For repeatability, we calculate the range (maximum minus minimum) for each operator’s measurements on each part, then average these ranges across all parts and operators. For reproducibility, we look at the differences between operator averages.
Interpreting Component Contributions
Beyond the overall GR&R percentage, it is valuable to understand the relative contributions of repeatability and reproducibility. If repeatability is the dominant component, the issue lies primarily with the measurement equipment or method. If reproducibility dominates, the problem is more likely related to operator technique or training.
In our bracket thickness example, if analysis shows that Brian consistently measures 0.02mm higher than Andrea and Carlos, this points to a reproducibility issue. Perhaps Brian applies slightly more pressure when closing the caliper, or positions parts differently. This insight guides corrective action toward operator training rather than equipment replacement.
Common Pitfalls and How to Avoid Them
Insufficient Randomization
One of the most common mistakes in conducting GR&R studies is failing to properly randomize the measurement sequence. If operators can remember or predict previous measurements, the study loses validity. Use random number generators or pre-prepared random sequences to ensure true randomization.
Unrepresentative Part Selection
Selecting parts that do not represent the full range of process variation will produce misleading results. If all selected parts fall in the middle of the specification range, the study may indicate acceptable measurement system capability that does not hold true for parts near the specification limits. Always select parts spanning the expected variation range.
Environmental Variations
Changes in temperature, humidity, or other environmental factors during the study can introduce extraneous variation. Conduct studies under controlled conditions and complete them within a reasonable timeframe to minimize environmental impact.
Operator Awareness Bias
When operators know they are being evaluated, they may behave differently than during normal operations. While some awareness is unavoidable, emphasize that the study evaluates the measurement system, not individual performance. This helps operators maintain their typical measurement practices.
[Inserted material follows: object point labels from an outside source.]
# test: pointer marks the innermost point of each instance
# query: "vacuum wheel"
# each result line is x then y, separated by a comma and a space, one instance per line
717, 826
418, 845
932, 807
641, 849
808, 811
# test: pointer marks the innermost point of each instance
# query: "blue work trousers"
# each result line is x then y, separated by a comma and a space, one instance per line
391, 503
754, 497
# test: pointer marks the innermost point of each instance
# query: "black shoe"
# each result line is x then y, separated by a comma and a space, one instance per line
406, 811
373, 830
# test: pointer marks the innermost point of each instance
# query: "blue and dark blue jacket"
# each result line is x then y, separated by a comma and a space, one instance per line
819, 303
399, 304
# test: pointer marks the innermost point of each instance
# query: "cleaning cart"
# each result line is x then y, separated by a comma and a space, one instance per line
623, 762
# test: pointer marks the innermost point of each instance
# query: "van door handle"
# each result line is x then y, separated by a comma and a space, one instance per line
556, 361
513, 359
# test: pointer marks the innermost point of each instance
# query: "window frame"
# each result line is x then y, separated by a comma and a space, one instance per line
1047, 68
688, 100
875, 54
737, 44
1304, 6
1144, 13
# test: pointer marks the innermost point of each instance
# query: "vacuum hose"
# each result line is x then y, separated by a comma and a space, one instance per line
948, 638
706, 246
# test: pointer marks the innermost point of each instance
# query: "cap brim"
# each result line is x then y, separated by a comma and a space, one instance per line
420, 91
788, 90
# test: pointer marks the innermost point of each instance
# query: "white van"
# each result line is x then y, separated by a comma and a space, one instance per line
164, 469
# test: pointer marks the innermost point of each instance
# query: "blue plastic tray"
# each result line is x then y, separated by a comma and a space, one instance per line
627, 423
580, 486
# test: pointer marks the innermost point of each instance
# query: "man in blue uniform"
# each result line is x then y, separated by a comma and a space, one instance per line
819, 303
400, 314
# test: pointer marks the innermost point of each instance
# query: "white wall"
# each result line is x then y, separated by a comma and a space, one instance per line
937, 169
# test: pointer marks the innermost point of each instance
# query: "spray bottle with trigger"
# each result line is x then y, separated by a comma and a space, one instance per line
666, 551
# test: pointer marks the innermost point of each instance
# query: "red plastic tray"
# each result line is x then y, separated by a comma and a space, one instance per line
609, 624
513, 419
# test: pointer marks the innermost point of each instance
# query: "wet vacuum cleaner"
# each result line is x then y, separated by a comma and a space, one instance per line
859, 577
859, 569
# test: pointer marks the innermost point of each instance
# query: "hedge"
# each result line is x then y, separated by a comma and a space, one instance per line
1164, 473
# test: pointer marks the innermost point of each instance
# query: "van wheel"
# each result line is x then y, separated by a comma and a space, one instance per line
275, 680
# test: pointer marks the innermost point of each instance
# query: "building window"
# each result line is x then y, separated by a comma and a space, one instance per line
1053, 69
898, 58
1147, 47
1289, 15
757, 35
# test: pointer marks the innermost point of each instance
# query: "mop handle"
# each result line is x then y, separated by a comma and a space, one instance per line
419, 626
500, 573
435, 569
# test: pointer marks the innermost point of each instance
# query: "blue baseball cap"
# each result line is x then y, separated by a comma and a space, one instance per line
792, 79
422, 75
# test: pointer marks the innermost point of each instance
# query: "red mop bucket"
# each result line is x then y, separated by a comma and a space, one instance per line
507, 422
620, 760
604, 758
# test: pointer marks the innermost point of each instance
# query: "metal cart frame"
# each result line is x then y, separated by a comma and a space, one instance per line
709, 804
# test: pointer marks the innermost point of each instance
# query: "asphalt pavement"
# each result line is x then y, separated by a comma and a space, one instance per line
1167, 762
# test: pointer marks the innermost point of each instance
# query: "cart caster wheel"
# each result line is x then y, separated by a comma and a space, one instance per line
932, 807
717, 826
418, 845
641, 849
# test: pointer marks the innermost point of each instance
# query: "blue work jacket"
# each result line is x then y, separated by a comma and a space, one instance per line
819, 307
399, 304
Taking Action on GR&R Results
When the Measurement System Fails
If your GR&R study reveals unacceptable measurement system variation, do not despair. This finding, while initially disappointing, prevents you from making decisions based on unreliable data. Consider these improvement approaches:
For High Repeatability Variation:
- Calibrate or maintain measurement equipment
- Replace worn or damaged gages
- Use measurement devices with finer resolution
- Improve fixturing to ensure consistent part positioning
- Control environmental factors affecting measurements
For High Reproducibility Variation:
- Develop clearer measurement procedures
- Provide comprehensive operator training
- Create visual aids or measurement standards
- Implement operator certification programs
- Consider automation to eliminate operator variation
Continuous Monitoring
A GR&R study is not a one-time event. Measurement systems should be periodically re-evaluated, especially after equipment maintenance, operator changes, or process modifications. Many organizations incorporate abbreviated GR&R studies into their regular quality system audits.
Advanced Considerations in Measurement Systems Analysis
Attribute Agreement Analysis
While GR&R studies apply to continuous measurement data, attribute agreement analysis serves a similar purpose for go/no-go or categorical data. If your measurement system involves visual inspection or binary classification, attribute agreement analysis evaluates operator consistency and accuracy against known standards.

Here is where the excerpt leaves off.